What the heck happened last week? At the beginning, we had temperatures in the 90s, leading straight into the dampness and cooler temps of fall by the end. We’ve had a bit of a drought for a month or so, which finally broke with the downpour on Thursday. Thank goodness! Our plants were much relieved and perked up right away. The temp and moisture swings have given us a stark reminder that the summer will soon be coming to a close.
Some of our fall crops have already rolled in, as you may have seen. The large rich butternut squash and plump pumpkin-looking kabocha squash are drying a bit before they find their way into the shares, while acorn squash are still maturing in the field. Tthe popcorn is curing and awaiting husking. The corn that has already been husked looks wonderful, its gold and purple hues hiding white flakey goodness.

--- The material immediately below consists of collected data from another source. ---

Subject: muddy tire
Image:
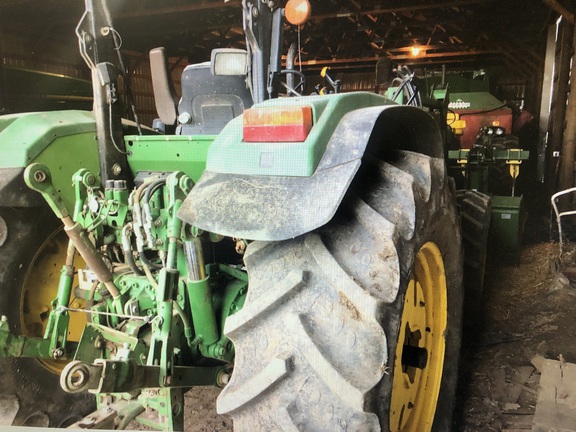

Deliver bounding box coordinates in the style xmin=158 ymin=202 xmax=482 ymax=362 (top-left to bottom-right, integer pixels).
xmin=0 ymin=207 xmax=94 ymax=427
xmin=218 ymin=150 xmax=463 ymax=431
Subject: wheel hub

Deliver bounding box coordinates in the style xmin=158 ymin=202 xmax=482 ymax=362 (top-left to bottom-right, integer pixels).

We’re getting on towards the end of the CSA distributions, but the farm is still buzzing. We have lots of crops all coming in at once. This time in the season combines the fall crops, like the ones above, with ongoing crops like the tomatoes, peppers, greens, and green beans. Late potatoes still need unearthing, and the herbs are flourishing and abundant.

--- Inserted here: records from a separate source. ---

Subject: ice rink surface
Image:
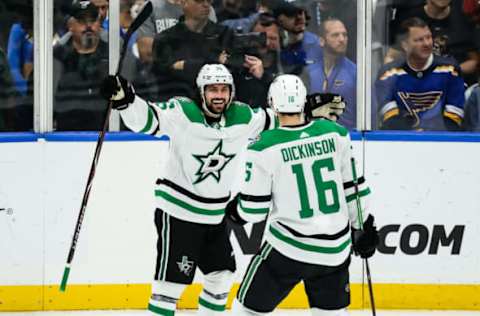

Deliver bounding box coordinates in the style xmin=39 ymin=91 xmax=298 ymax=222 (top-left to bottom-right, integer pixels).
xmin=1 ymin=310 xmax=480 ymax=316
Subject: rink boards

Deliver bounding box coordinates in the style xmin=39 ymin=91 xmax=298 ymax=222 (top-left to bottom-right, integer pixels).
xmin=0 ymin=131 xmax=479 ymax=311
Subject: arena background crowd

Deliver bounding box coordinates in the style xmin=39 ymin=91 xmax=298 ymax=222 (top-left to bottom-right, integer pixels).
xmin=1 ymin=0 xmax=480 ymax=132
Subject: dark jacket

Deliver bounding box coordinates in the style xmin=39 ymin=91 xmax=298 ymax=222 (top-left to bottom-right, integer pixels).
xmin=53 ymin=36 xmax=109 ymax=112
xmin=53 ymin=35 xmax=109 ymax=130
xmin=152 ymin=16 xmax=234 ymax=100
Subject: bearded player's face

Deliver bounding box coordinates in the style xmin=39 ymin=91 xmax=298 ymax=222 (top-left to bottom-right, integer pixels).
xmin=204 ymin=84 xmax=231 ymax=115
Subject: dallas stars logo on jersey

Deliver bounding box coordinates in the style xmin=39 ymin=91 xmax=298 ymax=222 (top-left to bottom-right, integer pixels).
xmin=192 ymin=140 xmax=235 ymax=184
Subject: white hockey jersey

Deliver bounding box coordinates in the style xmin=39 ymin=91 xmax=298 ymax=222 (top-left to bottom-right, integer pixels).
xmin=237 ymin=120 xmax=371 ymax=266
xmin=119 ymin=95 xmax=275 ymax=224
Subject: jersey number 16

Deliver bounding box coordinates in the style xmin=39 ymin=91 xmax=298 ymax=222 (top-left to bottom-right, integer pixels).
xmin=291 ymin=157 xmax=340 ymax=218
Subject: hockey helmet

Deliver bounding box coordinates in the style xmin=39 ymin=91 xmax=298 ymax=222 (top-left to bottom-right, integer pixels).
xmin=268 ymin=74 xmax=307 ymax=113
xmin=196 ymin=64 xmax=235 ymax=118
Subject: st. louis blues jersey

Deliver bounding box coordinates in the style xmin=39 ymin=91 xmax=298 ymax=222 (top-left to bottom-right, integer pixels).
xmin=375 ymin=55 xmax=465 ymax=131
xmin=119 ymin=95 xmax=275 ymax=224
xmin=237 ymin=120 xmax=371 ymax=266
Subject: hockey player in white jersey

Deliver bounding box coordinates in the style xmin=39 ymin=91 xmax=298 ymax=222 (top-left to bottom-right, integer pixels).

The farm is also starting to prepare for the winter. You may see large swaths of bare fields, but they won’t be bare for long. Kenneth and I have begun laying down cover crops to supply the soil with nutrients for next season. A cover crop, or green crop, is planted for the sole purpose of going back into the ground. Usually, they consist of a legume and another plant that is a good nutrient provider. Legumes are what are known as nitrogen fixers. They take atmospheric nitrogen and convert it to solid nitrogen in nodules on the roots, which then break down and make available that nitrogen for growing plants. Thus far, we have been spreading peas (like the ones we ate in the beginning of the season) and oats. Later we’ll continue with winter rye.
Exciting time of the year, with loads of veggies, preparing for sweater weather, and starting to give back to the fields those nutrients that we borrowed.
Don’t forget about the Fall Festival on Sept 26, and see you in the fields until then!